What does current research say about rates of fecal incontinence in people who practice anal sex versus those who do not?
Executive summary
Multiple population studies and narrative reviews report higher rates of fecal incontinence (FI) among people who report anal intercourse compared with those who do not: a large French survey of 21,762 men who have sex with men (MSM) found FI prevalence of 12.7% in men reporting RAI several times per week versus 5.7% in those not engaging in RAI [1] [2]. U.S. national survey data (NHANES 2009–2010) showed that adults reporting any anal intercourse had higher odds of monthly FI, with particularly strong associations in men [3] [4].
1. What the major studies measured and what they actually found
Two types of evidence dominate: population surveys and narrative/clinical reviews. The French ERAS survey analyzed 21,762 MSM and reported that frequent receptive anal intercourse (RAI ≥ several times/week) was associated with a 12.7% one‑month FI prevalence versus 5.7% among those not reporting RAI; it also identified higher FI among people reporting chemsex and fisting [2] [1]. The U.S. analysis of NHANES 2009–2010 (n≈4,170 adults aged 20–69 who answered both sexual behavior and FI questions) found that anal intercourse was associated with greater odds of monthly FI, with a marked effect in men (authors concluded anal intercourse should be assessed as a contributing factor to FI) [3] [4].
2. Magnitude of the association—numbers matter
Reported prevalence differences in these datasets are moderate but meaningful: 12.7% vs. 5.7% in the ERAS MSM subgroup for frequent RAI (a roughly twofold increase in one‑month prevalence) [1] [2]. The NHANES-based paper reported that men who ever had anal intercourse had substantially higher odds of monthly FI compared with men who had not; Reuters reporting summarized this as men’s odds being “almost tripled,” and baseline population FI prevalence in that NHANES sample was about 5.6% for men and 8.3% for women [4] [5].
3. What the studies do not prove—limits of causal claims
All cited studies are observational, mostly cross‑sectional surveys, so they show associations not definitive causation. The ERAS study used a large convenience (non‑random) online sample and assessed FI only for the prior month; authors explicitly noted these as limitations [2]. NHANES is a representative survey but still cross‑sectional; its authors and subsequent coverage cautioned that frequency and timing of anal intercourse (one or two times vs. regular practice) could not be disentangled for causal inference [3] [5].
4. Potential mechanisms and clinical observations
Narrative reviews and smaller physiologic studies hypothesize plausible mechanisms: repeated penetrative anal activity and certain “hard” practices (fisting, vigorous activity) may reduce anal sphincter resting pressure or mucosal sensitivity, which can contribute to FI risk; the 2024 narrative review summarized both the ERAS prevalence differences and older physiologic work showing lower resting pressures after anal intercourse in small samples [6] [2]. These mechanistic links are credible but not universally quantified across populations [6].

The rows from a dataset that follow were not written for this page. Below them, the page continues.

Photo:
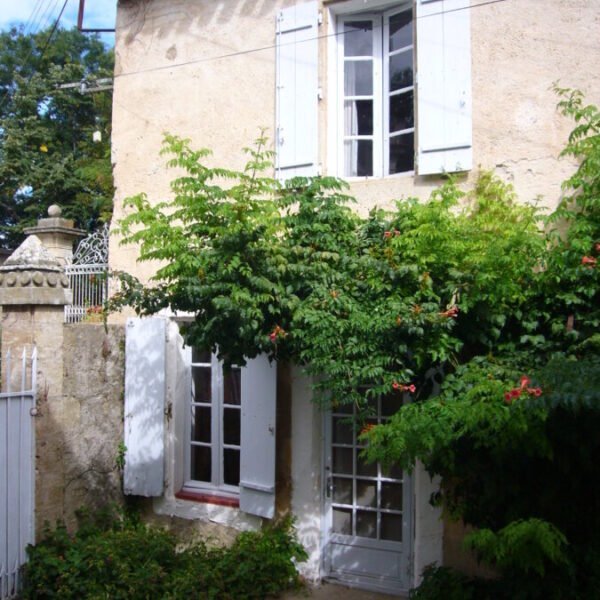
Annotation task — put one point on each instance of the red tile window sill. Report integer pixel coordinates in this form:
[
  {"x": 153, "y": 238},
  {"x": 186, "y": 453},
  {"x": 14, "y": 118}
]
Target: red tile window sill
[{"x": 208, "y": 498}]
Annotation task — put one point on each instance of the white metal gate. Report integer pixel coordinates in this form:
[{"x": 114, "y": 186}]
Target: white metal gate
[{"x": 17, "y": 452}]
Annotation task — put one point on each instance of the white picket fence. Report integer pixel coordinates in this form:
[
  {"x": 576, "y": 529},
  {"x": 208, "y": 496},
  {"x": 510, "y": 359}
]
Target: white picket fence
[{"x": 17, "y": 452}]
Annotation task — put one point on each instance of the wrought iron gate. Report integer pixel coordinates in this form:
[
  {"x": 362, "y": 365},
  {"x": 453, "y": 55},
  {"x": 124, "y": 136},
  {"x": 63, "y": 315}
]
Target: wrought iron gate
[
  {"x": 88, "y": 275},
  {"x": 17, "y": 452}
]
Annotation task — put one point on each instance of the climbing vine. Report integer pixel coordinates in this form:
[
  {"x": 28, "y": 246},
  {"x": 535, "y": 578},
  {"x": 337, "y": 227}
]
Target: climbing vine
[{"x": 475, "y": 288}]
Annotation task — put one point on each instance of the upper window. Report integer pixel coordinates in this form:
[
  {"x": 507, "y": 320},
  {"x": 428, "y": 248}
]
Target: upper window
[
  {"x": 375, "y": 63},
  {"x": 213, "y": 435}
]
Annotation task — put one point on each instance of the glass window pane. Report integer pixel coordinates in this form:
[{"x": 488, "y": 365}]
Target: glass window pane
[
  {"x": 358, "y": 78},
  {"x": 400, "y": 30},
  {"x": 401, "y": 72},
  {"x": 358, "y": 158},
  {"x": 366, "y": 524},
  {"x": 392, "y": 471},
  {"x": 358, "y": 117},
  {"x": 342, "y": 521},
  {"x": 342, "y": 430},
  {"x": 358, "y": 38},
  {"x": 231, "y": 466},
  {"x": 364, "y": 468},
  {"x": 342, "y": 490},
  {"x": 201, "y": 424},
  {"x": 231, "y": 426},
  {"x": 391, "y": 527},
  {"x": 201, "y": 386},
  {"x": 200, "y": 355},
  {"x": 232, "y": 387},
  {"x": 345, "y": 409},
  {"x": 402, "y": 110},
  {"x": 366, "y": 493},
  {"x": 391, "y": 495},
  {"x": 402, "y": 153},
  {"x": 342, "y": 461},
  {"x": 200, "y": 463}
]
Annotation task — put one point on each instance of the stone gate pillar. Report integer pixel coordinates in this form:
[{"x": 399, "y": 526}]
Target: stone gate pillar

5. Heterogeneity by practice, frequency, and population
Risk is not uniform. ERAS and the review highlight higher FI with greater frequency of RAI, with chemsex and fisting showing particularly high associated FI rates (e.g., chemsex: 21.4% vs. 7.2%; fisting: 18.1% vs. 7.2% in ERAS reporting) [1] [2]. Other studies of women who report anal penetrative intercourse also find associations with anal incontinence symptoms, but prevalence and context differ by study design and sample [7] [8].
6. Competing viewpoints and gaps in the record
Sources consistently report associations but differ on interpretation: some emphasize the need to screen for anal intercourse as a risk factor in clinical evaluation [4], while authors of ERAS caution about sampling bias and short FI recall window [2]. Available sources do not mention long‑term prospective cohort studies definitively proving causation or quantifying absolute lifetime risk attributable solely to consensual anal sex (not found in current reporting).

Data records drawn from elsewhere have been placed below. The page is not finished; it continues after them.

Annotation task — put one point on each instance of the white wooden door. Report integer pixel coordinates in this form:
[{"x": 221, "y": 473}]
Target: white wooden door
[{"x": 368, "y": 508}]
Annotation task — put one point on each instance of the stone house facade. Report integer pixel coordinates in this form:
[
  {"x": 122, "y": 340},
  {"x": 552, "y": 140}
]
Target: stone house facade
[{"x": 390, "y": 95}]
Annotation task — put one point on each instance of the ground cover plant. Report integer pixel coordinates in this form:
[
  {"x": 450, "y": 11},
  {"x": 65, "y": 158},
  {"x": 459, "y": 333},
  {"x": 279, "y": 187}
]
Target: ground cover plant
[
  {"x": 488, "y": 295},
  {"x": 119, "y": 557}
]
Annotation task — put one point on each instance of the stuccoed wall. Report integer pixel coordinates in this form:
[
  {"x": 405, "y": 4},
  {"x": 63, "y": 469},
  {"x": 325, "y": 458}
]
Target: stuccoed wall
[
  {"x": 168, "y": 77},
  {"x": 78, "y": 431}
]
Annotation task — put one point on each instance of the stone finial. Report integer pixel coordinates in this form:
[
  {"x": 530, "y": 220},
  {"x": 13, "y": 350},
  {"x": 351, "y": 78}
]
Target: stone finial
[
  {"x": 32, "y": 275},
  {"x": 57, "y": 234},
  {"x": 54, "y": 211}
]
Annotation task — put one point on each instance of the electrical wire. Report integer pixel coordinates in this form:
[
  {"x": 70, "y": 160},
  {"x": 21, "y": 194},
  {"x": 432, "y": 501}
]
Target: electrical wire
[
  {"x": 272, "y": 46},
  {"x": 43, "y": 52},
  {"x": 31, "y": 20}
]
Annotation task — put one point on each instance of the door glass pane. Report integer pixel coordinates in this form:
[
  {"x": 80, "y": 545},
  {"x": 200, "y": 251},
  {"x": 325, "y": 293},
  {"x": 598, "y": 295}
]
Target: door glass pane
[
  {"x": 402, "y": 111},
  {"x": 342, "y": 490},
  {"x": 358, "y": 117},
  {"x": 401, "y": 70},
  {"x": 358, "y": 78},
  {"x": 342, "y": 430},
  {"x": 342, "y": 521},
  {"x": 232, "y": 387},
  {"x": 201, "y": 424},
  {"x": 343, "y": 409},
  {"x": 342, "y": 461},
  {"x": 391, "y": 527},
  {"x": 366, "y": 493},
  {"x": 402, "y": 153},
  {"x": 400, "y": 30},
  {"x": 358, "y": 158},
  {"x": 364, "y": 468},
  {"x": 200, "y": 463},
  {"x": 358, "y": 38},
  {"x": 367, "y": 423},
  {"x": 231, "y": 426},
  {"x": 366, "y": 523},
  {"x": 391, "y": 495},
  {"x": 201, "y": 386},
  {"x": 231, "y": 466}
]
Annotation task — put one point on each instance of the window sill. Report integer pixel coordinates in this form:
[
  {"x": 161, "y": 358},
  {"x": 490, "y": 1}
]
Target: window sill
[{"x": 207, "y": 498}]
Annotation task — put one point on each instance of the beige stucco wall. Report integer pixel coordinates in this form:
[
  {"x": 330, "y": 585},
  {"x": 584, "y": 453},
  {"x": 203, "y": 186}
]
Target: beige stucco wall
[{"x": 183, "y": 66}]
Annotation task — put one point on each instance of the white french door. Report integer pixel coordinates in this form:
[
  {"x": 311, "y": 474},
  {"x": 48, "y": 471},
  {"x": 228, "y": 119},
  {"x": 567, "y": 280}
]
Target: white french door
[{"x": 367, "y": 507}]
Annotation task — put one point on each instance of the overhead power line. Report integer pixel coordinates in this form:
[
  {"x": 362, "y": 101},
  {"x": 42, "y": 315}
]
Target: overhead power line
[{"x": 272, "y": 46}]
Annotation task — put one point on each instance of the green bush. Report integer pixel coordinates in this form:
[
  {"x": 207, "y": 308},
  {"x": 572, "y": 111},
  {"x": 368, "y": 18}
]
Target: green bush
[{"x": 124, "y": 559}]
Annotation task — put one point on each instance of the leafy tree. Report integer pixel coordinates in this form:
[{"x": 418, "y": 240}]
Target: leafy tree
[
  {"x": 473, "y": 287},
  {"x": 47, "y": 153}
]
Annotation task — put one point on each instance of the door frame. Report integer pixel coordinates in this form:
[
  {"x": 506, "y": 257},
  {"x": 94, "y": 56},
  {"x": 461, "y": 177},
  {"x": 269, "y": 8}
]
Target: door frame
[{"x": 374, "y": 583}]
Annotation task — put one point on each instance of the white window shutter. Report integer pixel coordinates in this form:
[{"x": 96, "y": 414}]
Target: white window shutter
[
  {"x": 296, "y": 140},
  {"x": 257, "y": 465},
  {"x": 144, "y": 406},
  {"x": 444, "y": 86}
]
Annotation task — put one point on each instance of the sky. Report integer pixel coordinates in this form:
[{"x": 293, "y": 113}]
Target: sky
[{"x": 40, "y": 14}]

7. Practical takeaway for clinicians and people who practice anal sex
Current evidence supports asking about anal sexual practices when assessing FI or pelvic‑floor complaints—especially frequency and high‑risk modalities (fisting, chemsex)—and considering pelvic‑floor evaluation and conservative management when symptoms are present [2] [6] [3]. The literature frames anal intercourse as a modifiable risk context among many (others include childbirth, surgery, neurologic disease), but causal attribution remains unproven by randomized or longitudinal data [2] [3].
Limitations: this summary relies only on the provided sources and their cited designs; additional primary studies or long‑term cohorts beyond these reports are not covered here (not found in current reporting).